Features and characteristics of different computer architecture models
Stored program model
A computer that uses the stored program model is one where the instructions for the program as well as the data are stored in electronic memory. Both Von Neumann and Harvard architectures are stored program computer architectures.
A computer which does not use the stored program model would need to be programmed through switches or connections on plugboards before it was able to perform operations.
A famous example of a non-stored program computer is Colossus at Bletchley Park, used during World War II to decipher enemy communications (read more here).
In the image, you can see some of the cabling and switches used to program the computer. As an aside, this was also considered to be the world’s first programmable electronic computer.
Von Neumann architecture
In Von Neumann architecture, the system memory is used for both data and instructions.
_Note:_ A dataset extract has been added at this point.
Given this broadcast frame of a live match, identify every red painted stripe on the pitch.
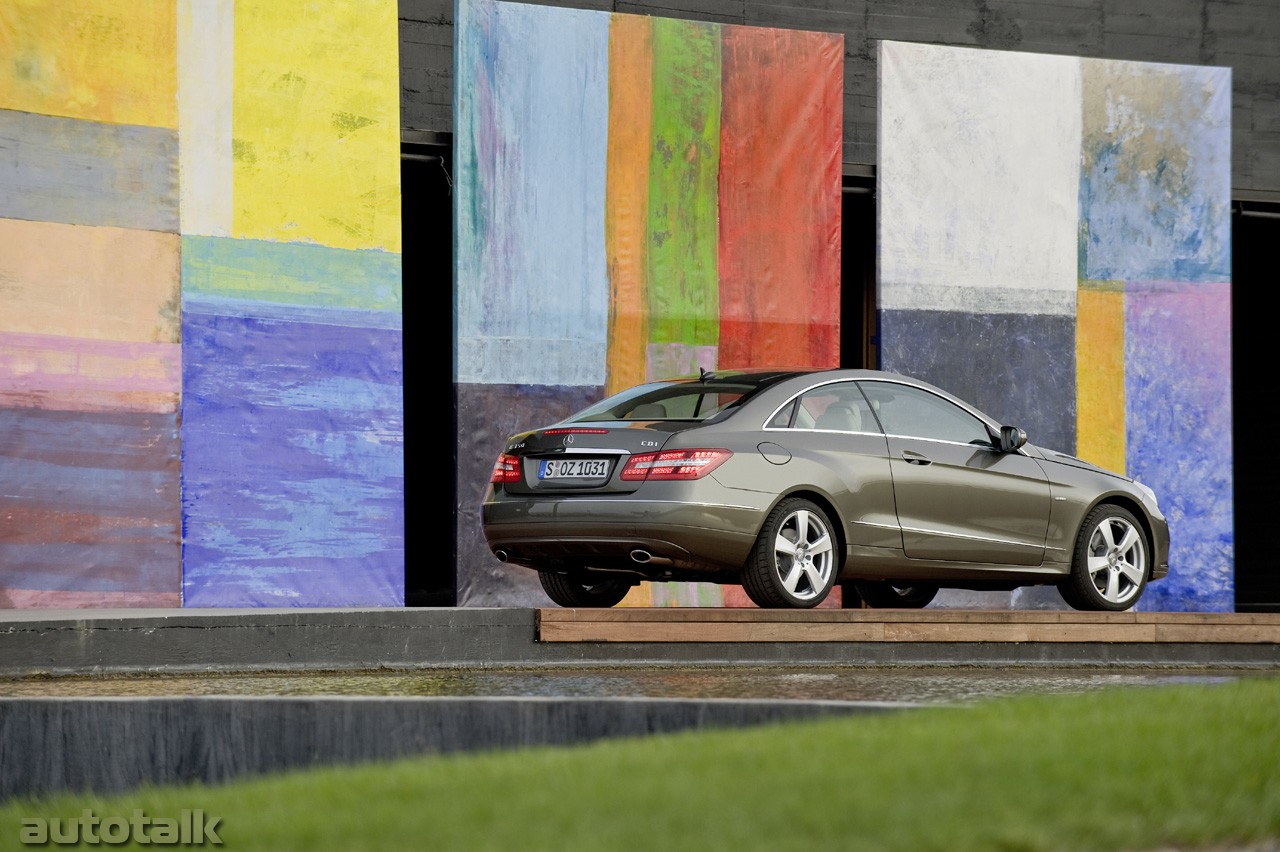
[718,27,845,367]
As such, the same bus is used to transfer both data and instructions to and from the processor.
The result of this is that you can not access both instructions and data simultaneously, meaning performance bottlenecks are a problem, which affects overall system performance.
As an example, if a Von Neumann computer performs the following operations:
- Fetch instruction: ADD
- Fetch data to add
- Complete addition
- <At this point the CPU could fetch the next instruction but…..>
- Write result of data to memory (shared bus)
- Fetch next instruction
As you can see, on the line <At this point…> the CPU is actually free to do new work, but because the bus must be used to first write out the result of the previous operation, the CPU sits idle until data has been written and the bus freed up before the next instruction can be retrieved.
Harvard architecture
Harvard architecture separates memory into an area for data and an area for instructions. A separate bus is used to connect each area with the CPU.
Although this is obviously more complex, requiring two communication busses instead of one, it removes the potential for bottlenecks as can occur in a Von Neumann design.
Cluster computing
Cluster computing is a term used to describe a situation where multiple computers are connected via a network, and each operates as a node while working on the same problem.
Projects like SETI and Folding@Home are two well known examples of this. Software running on the nodes ensures that they remain synchronised.
Advantages of cluster computing are that resources can be scaled – more computers results in larger processing power, and greater storage ability. They are also useful for resilience – if one node fails, others can take over and prevent a loss of service).
They are, however, costly to maintain and implement due to the additional infrastructure required.